Shaping Humanity by James Milnes
Ancient Greece (Greece), Rome (now Italy), Gokturks and Ottomans (now Turkey) have played a huge part in shaping modern humanity. But what if I told you that there was something before that. Now I don’t mean cavemen banging rocks together. I mean around 12,000 years ago. The first settlement in History. This settlement not only introduced a whole new humanity, but shaped Ancient Greece, Rome, and the Ottomans themselves! Let’s learn about how these people shaped humanity, as I take you into what is now known as eastern Turkey, 12,000 years ago.
Around 10,000 BC; in the vast east of Turkey.
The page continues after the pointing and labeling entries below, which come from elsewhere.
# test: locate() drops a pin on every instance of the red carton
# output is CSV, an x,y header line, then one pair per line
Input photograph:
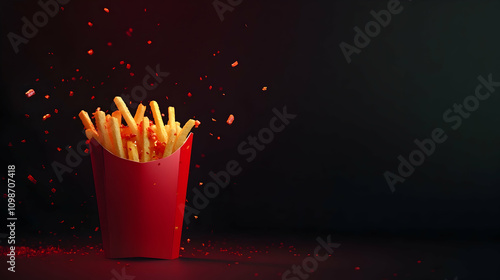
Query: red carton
x,y
141,204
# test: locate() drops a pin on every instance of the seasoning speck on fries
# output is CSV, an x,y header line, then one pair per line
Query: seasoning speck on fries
x,y
140,140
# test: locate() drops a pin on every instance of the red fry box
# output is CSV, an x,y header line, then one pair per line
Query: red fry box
x,y
141,204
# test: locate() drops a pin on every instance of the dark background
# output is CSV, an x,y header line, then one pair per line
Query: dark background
x,y
324,172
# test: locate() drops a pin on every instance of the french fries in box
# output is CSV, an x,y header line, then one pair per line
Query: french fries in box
x,y
140,173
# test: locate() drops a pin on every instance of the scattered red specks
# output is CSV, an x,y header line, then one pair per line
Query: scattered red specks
x,y
30,177
230,119
30,93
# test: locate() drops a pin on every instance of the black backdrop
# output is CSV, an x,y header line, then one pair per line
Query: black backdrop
x,y
325,171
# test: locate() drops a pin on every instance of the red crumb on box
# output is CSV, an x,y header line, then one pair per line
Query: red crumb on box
x,y
230,119
30,93
31,179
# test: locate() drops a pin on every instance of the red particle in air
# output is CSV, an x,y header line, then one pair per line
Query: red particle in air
x,y
31,179
30,93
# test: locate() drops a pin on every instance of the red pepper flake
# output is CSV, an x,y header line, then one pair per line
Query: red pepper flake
x,y
30,93
31,179
230,119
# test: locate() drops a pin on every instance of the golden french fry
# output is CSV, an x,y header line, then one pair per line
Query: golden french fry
x,y
160,127
181,137
116,137
171,141
91,133
117,114
139,114
126,114
87,122
171,116
132,151
100,119
146,153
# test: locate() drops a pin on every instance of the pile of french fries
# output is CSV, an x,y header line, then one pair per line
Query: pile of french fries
x,y
142,140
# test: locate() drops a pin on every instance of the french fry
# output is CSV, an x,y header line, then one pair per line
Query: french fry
x,y
146,153
117,114
87,122
126,115
181,137
171,141
160,127
139,114
100,119
117,138
132,151
171,116
91,133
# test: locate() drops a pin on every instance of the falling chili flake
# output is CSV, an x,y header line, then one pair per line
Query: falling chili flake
x,y
30,93
31,179
230,119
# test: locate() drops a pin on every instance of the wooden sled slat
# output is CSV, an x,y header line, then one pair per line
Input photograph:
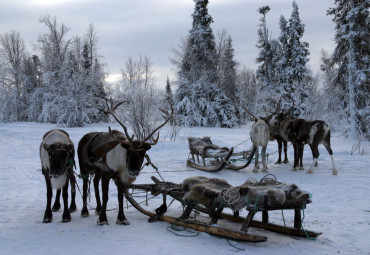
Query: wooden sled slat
x,y
222,232
273,227
212,168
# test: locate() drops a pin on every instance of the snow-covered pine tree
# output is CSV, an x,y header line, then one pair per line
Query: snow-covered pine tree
x,y
335,101
226,67
31,82
266,74
352,56
196,101
293,64
12,49
247,90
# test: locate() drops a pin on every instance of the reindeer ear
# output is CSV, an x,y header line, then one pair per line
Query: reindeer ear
x,y
70,147
46,146
243,191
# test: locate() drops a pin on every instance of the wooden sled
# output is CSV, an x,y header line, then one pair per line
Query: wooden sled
x,y
175,191
215,160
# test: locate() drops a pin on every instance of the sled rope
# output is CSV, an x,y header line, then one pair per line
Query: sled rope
x,y
175,229
231,195
310,238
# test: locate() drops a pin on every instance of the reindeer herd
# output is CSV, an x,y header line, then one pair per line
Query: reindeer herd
x,y
118,156
281,127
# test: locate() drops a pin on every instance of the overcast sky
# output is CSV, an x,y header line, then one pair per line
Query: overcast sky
x,y
154,27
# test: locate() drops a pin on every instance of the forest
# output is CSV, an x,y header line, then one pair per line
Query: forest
x,y
63,80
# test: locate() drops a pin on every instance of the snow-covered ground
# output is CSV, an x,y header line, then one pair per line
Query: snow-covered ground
x,y
340,207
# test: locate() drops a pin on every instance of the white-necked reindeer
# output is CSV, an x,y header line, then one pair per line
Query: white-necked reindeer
x,y
112,155
313,133
57,160
260,136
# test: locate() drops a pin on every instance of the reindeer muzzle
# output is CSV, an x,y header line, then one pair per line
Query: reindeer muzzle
x,y
133,172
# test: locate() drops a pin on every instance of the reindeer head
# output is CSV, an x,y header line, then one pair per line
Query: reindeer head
x,y
136,150
60,157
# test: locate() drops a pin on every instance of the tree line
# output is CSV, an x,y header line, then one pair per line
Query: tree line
x,y
64,82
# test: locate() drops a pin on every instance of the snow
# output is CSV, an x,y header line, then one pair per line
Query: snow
x,y
340,207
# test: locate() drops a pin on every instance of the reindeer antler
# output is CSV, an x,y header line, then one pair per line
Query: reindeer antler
x,y
168,117
245,109
110,109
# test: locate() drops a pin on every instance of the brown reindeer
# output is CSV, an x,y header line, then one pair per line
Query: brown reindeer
x,y
313,133
57,161
112,155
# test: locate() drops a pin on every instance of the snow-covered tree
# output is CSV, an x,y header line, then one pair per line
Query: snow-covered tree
x,y
267,73
197,104
142,99
71,89
12,50
352,58
292,65
247,91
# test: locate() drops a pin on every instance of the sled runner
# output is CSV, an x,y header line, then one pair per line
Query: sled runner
x,y
215,158
264,196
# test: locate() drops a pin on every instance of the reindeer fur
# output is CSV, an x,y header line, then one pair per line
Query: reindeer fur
x,y
107,156
57,160
260,135
313,133
216,194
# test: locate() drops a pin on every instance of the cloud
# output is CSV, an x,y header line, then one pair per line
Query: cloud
x,y
152,28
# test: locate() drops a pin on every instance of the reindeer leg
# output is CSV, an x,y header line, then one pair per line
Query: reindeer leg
x,y
97,194
300,156
84,211
264,162
121,218
315,153
312,154
256,165
215,215
280,146
48,216
188,208
285,152
105,189
66,214
56,206
296,157
72,206
328,148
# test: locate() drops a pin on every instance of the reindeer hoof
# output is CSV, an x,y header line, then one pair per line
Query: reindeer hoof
x,y
56,208
66,220
102,222
47,220
122,222
84,213
72,208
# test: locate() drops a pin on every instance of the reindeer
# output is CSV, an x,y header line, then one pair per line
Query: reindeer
x,y
260,136
112,155
216,194
313,133
57,161
273,121
195,141
199,147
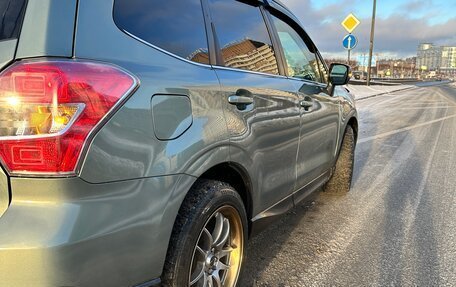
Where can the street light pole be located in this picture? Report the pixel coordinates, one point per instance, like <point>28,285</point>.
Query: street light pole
<point>371,47</point>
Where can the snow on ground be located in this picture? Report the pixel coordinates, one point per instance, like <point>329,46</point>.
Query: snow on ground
<point>361,92</point>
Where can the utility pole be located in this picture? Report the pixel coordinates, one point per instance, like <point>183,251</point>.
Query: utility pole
<point>371,47</point>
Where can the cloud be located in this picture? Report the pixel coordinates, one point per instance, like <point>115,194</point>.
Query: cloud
<point>396,35</point>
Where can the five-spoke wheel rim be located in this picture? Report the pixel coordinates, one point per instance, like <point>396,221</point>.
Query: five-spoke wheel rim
<point>217,256</point>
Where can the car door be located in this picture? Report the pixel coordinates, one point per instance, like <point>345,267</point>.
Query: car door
<point>262,109</point>
<point>319,110</point>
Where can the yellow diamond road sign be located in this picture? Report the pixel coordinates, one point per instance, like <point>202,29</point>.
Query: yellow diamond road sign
<point>350,23</point>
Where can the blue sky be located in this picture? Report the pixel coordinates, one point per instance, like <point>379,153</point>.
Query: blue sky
<point>401,24</point>
<point>434,12</point>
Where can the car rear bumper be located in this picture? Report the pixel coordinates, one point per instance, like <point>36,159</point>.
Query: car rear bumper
<point>67,232</point>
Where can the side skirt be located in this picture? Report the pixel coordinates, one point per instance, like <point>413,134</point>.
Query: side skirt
<point>270,215</point>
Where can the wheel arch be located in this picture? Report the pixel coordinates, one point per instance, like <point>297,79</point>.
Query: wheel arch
<point>353,122</point>
<point>236,176</point>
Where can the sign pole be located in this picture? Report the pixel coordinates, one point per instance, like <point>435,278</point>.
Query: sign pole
<point>371,47</point>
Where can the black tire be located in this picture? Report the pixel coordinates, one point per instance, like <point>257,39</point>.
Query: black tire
<point>341,179</point>
<point>200,210</point>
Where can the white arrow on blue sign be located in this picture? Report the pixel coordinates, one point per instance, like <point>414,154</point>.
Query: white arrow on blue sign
<point>350,42</point>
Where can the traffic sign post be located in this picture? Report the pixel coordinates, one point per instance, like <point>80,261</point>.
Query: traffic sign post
<point>349,42</point>
<point>350,23</point>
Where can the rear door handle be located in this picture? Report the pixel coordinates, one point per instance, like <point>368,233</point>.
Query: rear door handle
<point>236,100</point>
<point>307,103</point>
<point>241,102</point>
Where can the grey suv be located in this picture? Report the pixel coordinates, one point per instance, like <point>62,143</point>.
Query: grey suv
<point>143,141</point>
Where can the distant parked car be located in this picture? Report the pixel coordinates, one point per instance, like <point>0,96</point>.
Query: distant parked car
<point>142,142</point>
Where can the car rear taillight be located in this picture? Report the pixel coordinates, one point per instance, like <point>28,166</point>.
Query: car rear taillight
<point>49,108</point>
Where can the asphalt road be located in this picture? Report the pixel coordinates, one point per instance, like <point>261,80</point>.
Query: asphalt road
<point>397,227</point>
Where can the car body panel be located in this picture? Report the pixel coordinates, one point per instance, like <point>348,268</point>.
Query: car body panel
<point>4,192</point>
<point>110,158</point>
<point>264,137</point>
<point>318,134</point>
<point>67,232</point>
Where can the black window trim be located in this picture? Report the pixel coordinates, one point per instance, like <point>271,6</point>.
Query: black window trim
<point>208,39</point>
<point>212,35</point>
<point>25,6</point>
<point>271,11</point>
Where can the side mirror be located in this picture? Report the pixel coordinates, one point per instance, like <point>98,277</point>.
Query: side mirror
<point>338,74</point>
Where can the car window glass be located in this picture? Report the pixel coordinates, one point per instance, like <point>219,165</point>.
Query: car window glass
<point>323,70</point>
<point>301,62</point>
<point>11,16</point>
<point>244,39</point>
<point>173,25</point>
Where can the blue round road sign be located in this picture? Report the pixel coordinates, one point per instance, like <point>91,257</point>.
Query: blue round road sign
<point>350,42</point>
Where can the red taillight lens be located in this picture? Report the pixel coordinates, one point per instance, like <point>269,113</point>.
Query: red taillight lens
<point>48,109</point>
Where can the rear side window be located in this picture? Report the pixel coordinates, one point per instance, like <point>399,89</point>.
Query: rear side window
<point>301,62</point>
<point>11,16</point>
<point>243,36</point>
<point>174,25</point>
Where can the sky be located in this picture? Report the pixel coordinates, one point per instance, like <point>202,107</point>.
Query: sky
<point>400,24</point>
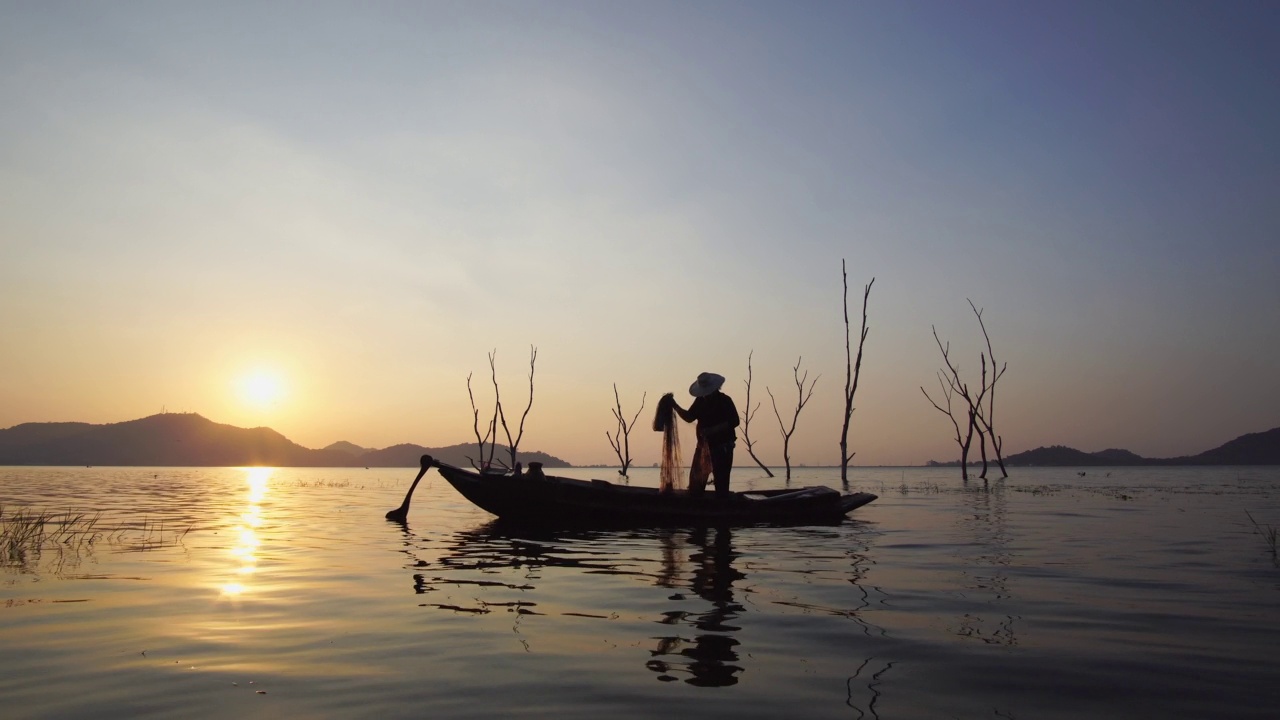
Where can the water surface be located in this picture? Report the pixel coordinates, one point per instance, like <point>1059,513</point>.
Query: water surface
<point>284,593</point>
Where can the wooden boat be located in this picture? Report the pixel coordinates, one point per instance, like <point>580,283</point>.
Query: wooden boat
<point>547,500</point>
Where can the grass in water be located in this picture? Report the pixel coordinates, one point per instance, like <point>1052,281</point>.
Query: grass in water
<point>28,536</point>
<point>1267,533</point>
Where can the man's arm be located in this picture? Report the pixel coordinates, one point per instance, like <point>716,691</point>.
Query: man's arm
<point>686,415</point>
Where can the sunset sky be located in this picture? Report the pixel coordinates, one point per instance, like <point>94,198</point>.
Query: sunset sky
<point>321,217</point>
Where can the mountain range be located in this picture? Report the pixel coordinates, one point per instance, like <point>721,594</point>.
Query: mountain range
<point>1253,449</point>
<point>190,440</point>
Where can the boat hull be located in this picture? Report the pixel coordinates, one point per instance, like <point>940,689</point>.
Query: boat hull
<point>567,501</point>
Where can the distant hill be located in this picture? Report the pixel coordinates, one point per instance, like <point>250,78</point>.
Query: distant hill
<point>348,447</point>
<point>190,440</point>
<point>1253,449</point>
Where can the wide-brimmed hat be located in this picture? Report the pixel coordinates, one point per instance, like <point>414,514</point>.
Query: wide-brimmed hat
<point>705,383</point>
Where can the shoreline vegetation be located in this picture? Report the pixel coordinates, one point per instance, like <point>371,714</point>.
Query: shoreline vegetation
<point>191,440</point>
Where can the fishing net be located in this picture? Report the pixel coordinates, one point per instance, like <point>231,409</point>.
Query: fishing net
<point>664,423</point>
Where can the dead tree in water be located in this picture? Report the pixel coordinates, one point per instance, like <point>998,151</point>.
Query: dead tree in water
<point>803,399</point>
<point>987,417</point>
<point>499,417</point>
<point>483,461</point>
<point>851,370</point>
<point>954,386</point>
<point>622,442</point>
<point>746,419</point>
<point>963,438</point>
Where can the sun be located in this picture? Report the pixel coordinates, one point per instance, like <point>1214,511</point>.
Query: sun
<point>261,390</point>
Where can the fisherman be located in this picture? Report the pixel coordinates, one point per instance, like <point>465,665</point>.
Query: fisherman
<point>717,417</point>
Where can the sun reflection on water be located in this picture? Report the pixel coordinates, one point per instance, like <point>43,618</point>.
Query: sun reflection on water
<point>247,541</point>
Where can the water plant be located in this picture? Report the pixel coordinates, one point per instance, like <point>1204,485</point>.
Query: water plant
<point>1267,532</point>
<point>27,536</point>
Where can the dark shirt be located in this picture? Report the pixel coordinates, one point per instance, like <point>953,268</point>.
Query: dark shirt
<point>712,410</point>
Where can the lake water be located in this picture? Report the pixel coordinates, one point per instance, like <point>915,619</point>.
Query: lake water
<point>284,593</point>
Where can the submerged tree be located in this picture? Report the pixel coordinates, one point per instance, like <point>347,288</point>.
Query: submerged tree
<point>499,417</point>
<point>621,443</point>
<point>979,406</point>
<point>987,417</point>
<point>746,419</point>
<point>803,397</point>
<point>853,368</point>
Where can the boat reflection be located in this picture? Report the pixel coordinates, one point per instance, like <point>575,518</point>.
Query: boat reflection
<point>711,656</point>
<point>498,568</point>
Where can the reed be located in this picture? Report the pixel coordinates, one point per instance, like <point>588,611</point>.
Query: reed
<point>1267,532</point>
<point>27,536</point>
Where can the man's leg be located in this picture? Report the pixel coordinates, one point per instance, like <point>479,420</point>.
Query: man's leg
<point>722,464</point>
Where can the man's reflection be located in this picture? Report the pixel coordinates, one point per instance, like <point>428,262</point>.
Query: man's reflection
<point>709,659</point>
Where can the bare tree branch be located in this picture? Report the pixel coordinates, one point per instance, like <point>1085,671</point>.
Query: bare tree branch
<point>987,418</point>
<point>479,463</point>
<point>746,419</point>
<point>515,443</point>
<point>853,369</point>
<point>803,397</point>
<point>622,442</point>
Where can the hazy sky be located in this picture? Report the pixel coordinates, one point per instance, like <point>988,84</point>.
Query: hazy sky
<point>361,200</point>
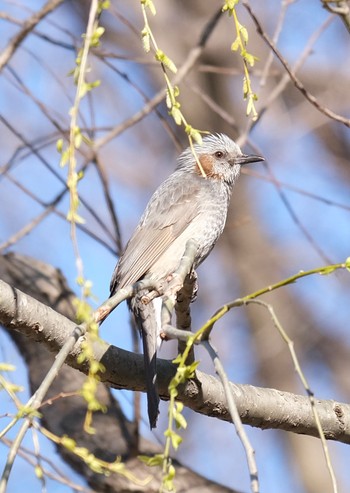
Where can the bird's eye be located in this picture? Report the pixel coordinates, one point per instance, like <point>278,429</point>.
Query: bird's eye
<point>219,154</point>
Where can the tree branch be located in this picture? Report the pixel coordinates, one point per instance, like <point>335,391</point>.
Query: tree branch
<point>259,407</point>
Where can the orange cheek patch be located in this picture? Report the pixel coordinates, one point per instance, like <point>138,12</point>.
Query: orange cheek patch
<point>207,164</point>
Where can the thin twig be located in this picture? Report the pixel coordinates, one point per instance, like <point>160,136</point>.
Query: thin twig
<point>249,451</point>
<point>182,72</point>
<point>35,401</point>
<point>28,26</point>
<point>305,383</point>
<point>298,84</point>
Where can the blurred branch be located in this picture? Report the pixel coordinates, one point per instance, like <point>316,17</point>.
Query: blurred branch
<point>298,84</point>
<point>341,8</point>
<point>28,26</point>
<point>260,407</point>
<point>182,72</point>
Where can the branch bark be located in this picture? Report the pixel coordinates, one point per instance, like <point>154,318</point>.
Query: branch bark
<point>64,411</point>
<point>259,407</point>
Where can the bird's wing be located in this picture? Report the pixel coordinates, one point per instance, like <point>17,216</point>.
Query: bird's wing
<point>169,212</point>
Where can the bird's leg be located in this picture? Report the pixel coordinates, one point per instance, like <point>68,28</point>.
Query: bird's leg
<point>184,298</point>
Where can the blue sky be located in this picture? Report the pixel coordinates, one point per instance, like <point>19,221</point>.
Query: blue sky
<point>287,139</point>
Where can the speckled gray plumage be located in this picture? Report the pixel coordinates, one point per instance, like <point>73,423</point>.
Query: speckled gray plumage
<point>185,206</point>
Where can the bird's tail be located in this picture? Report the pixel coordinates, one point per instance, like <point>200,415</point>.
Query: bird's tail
<point>146,318</point>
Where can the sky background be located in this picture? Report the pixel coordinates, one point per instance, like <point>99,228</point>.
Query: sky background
<point>288,135</point>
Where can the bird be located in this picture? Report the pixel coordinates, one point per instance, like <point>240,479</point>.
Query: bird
<point>191,204</point>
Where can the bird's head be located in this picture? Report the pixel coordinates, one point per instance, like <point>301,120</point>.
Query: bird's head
<point>220,158</point>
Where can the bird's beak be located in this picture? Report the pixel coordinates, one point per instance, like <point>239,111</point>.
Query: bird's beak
<point>246,159</point>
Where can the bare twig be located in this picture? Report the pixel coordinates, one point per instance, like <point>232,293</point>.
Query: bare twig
<point>35,401</point>
<point>298,84</point>
<point>28,26</point>
<point>268,408</point>
<point>305,383</point>
<point>250,453</point>
<point>182,72</point>
<point>339,7</point>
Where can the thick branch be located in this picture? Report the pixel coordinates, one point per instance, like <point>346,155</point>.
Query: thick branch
<point>260,407</point>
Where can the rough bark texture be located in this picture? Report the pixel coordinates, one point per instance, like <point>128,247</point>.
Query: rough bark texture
<point>115,435</point>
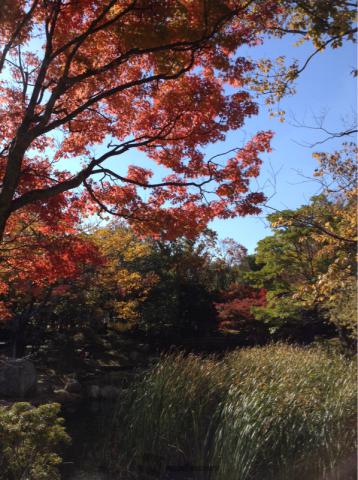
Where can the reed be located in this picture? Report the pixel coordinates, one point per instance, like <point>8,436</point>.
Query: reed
<point>268,412</point>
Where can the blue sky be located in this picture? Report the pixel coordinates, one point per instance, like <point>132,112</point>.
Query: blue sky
<point>325,87</point>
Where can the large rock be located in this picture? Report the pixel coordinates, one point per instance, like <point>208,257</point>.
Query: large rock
<point>18,377</point>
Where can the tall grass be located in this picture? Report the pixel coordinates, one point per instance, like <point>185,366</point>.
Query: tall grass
<point>272,412</point>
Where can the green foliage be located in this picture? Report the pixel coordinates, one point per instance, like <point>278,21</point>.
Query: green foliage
<point>29,442</point>
<point>285,412</point>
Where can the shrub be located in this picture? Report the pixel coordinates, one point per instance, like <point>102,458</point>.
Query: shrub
<point>272,412</point>
<point>29,441</point>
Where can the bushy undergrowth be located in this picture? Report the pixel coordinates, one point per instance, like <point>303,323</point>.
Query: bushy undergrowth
<point>29,442</point>
<point>260,413</point>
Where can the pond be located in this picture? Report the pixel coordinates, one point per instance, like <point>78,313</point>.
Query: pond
<point>91,449</point>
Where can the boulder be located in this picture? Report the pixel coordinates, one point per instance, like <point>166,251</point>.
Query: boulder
<point>108,392</point>
<point>93,392</point>
<point>18,377</point>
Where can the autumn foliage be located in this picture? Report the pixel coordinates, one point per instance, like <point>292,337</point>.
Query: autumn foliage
<point>235,311</point>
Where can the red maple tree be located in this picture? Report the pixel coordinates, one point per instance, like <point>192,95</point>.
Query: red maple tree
<point>235,309</point>
<point>129,74</point>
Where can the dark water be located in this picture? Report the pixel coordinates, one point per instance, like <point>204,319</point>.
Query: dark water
<point>91,449</point>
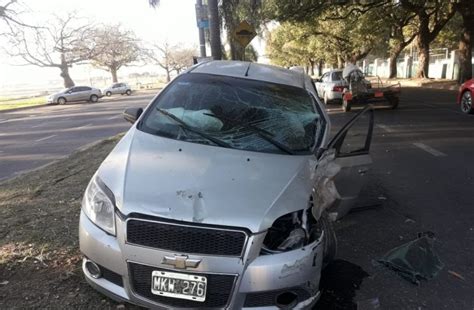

There stands the oldest temple known to man. It stands atop a hill. This is called Gobekli Tepe, which directly translates to hill with a tummy. It is the oldest temple known to man and is said to be the birthplace of religion. In the temple there are huge stones with creatures engraved on the stones. All of the pillars were in T shapes representing humans. German archaeology teams foundnd signs of cattle, pigs, goat, and sheep, being domesticated for food production. Which still is carried out to this day! Gobekli Tepe was the first man made structure, birthplace of religion, and animal domestication of animals you see in most farms today. But it was not a community.
The fertile crescent, otherwise known as the ‘Golden Triangle’ was the first place to embrace the ways of agriculture. The fertile crescent is located in the Middle E and covers: South East Turkey (Gobekli Tepe), Iraq, Jordan, Syria, Israel, Palestine, and Western Iran. So now we turn our focus toward an ancient farming community. A few thousand years after Gobekli Tepe was built, the first community was established in the ‘Golden Triangle’ and they were not only the first community, but also had the first farms in the world. Around 8,000 years ago it was the Mesopotamian society. They started farms and since they couldn’t carry their farms away with them to hunt for food, they introduced the animals I talked about earlier, that were domesticated in Gobekli Tepe, to help with the farming, and also provide meat. Since they didn’t need to move around anymore, they decided to build houses.
The farmers weren’t keen on giving away their crops for free, nor the carpenters making houses, so then money was invented and the impact of that really changed the world. As more people moved in, there was more money being tossed around, so they needed more people to keep track of sales, and more people to make more things for all the people. Then rules were laid out, also known as laws. And as technology advanced there were more people and more people meant more houses, more farms, more money, more business, more laws. And soon… more societies.